Marriage, as the saying goes, is not for wimps. But, as this writer explains, there are some tricks to be taught to help us toughen out the tough parts and get back to the joy that brought us together.
1. If neglect or abuse is present in your marriage and you are being hurt – get the hell out.
If your church tells you to stay, get the hell out of your church. Any decent church will promise you that God loves you more than any institution God made for you – including marriage and including church. If you are telling yourself that you are staying for the kids- tell yourself to leave for the kids so you do not teach them that love is pain. If you have no one to help you get out of an abusive, neglectful, hurtful marriage – start here.
2. If you are not hurt or neglected, but you’ve “fallen out of love” and so you are disillusioned about marriage – join the club. All the married people in the whole world are in the club.
Being disillusioned is good. It means you’ve stopped believing a lie. The lie is that marriage is like it is in the movies and that everyone else is having hot love affairs while you are cleaning up smelly socks and trying to get someone to actually listen to you instead of pretending to listen to you. The truth is that cleaning up socks and trying to get someone to really listen to you IS marriage. It’s less sweep you off your feet and more sweep the kitchen four times a day.
Like everything good in life- it’s 98% backbreaking work and 2% moments that make that work worthwhile. So- just get ready to sweat. Despite what the movies tell you- you’ll sweat less often in bed and more often in therapist’s offices, in front of the clothes dryer, and in line at the grocery store while the children lick used gum off the floor and you silently curse your partner for existing. I’m actually surprised more of us married folk are not constantly dehydrated from all the sweating. Seriously.

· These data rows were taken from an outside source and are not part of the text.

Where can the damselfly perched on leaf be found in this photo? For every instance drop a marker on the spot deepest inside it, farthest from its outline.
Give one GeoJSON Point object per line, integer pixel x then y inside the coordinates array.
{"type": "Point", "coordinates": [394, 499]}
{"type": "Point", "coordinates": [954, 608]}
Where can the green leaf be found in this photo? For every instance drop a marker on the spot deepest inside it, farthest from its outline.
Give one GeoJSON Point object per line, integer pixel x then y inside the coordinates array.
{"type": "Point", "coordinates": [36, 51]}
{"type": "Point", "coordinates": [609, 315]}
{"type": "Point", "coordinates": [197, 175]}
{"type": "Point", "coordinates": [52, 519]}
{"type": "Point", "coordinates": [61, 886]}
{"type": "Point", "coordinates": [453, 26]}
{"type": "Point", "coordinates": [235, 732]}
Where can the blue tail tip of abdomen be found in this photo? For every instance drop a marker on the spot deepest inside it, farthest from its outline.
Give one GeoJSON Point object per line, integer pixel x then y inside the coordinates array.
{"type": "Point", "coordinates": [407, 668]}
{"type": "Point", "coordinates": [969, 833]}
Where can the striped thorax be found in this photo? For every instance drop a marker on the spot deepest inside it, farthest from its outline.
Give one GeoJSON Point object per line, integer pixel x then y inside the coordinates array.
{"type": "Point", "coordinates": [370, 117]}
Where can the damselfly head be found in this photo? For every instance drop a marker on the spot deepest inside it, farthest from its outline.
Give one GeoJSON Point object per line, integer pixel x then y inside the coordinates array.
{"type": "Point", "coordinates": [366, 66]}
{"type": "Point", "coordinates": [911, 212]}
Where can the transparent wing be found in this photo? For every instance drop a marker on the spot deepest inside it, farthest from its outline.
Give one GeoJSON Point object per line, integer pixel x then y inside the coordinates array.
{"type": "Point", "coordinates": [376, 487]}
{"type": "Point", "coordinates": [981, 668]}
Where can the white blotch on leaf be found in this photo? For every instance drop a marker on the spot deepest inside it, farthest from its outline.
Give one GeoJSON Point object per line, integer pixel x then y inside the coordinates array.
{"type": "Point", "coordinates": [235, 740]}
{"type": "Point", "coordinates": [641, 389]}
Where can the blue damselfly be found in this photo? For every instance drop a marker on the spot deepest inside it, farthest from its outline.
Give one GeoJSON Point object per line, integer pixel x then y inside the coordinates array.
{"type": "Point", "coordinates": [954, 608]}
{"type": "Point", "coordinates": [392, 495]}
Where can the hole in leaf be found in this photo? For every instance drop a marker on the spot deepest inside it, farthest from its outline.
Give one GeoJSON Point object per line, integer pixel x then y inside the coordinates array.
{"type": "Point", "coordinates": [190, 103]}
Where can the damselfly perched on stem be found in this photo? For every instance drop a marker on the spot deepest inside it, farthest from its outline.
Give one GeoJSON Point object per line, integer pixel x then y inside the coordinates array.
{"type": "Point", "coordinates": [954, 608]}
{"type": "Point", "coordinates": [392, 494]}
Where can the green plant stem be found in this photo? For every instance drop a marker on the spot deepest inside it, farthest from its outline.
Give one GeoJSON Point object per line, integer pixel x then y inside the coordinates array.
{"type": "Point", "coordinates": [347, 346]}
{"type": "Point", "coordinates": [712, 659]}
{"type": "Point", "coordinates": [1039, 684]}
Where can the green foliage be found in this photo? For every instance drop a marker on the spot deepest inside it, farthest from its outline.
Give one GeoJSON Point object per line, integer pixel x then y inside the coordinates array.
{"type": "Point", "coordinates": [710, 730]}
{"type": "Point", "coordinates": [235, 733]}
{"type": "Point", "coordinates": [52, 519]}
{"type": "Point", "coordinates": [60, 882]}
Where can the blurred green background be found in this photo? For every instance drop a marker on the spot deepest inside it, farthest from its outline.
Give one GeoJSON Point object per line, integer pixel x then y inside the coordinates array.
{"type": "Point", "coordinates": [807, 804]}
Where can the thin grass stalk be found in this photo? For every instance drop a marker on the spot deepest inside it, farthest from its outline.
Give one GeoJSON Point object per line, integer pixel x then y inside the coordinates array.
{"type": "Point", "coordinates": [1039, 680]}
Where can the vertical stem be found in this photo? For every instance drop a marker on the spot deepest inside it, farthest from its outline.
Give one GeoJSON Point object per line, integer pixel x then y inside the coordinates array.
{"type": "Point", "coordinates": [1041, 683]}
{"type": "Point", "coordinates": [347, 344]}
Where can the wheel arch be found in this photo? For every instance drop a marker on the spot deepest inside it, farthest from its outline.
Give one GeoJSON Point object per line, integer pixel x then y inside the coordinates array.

3. Happily Ever After IS NOT A THING.
We are all trained by Disney to believe that the wedding is the finish line – but the wedding is JUST ANOTHER STARTING LINE. In light of this fact- we should quit the huge, fancy, debt-inducing weddings. When I asked my parents to help pay for my wedding, they said they’d give me a little bit and then if Craig and I made it to our 10-year anniversary, they’d give us some more to throw a big party. “THAT’s the time to celebrate,” they said. My parents were right.* Celebrate AFTER hard work, not before.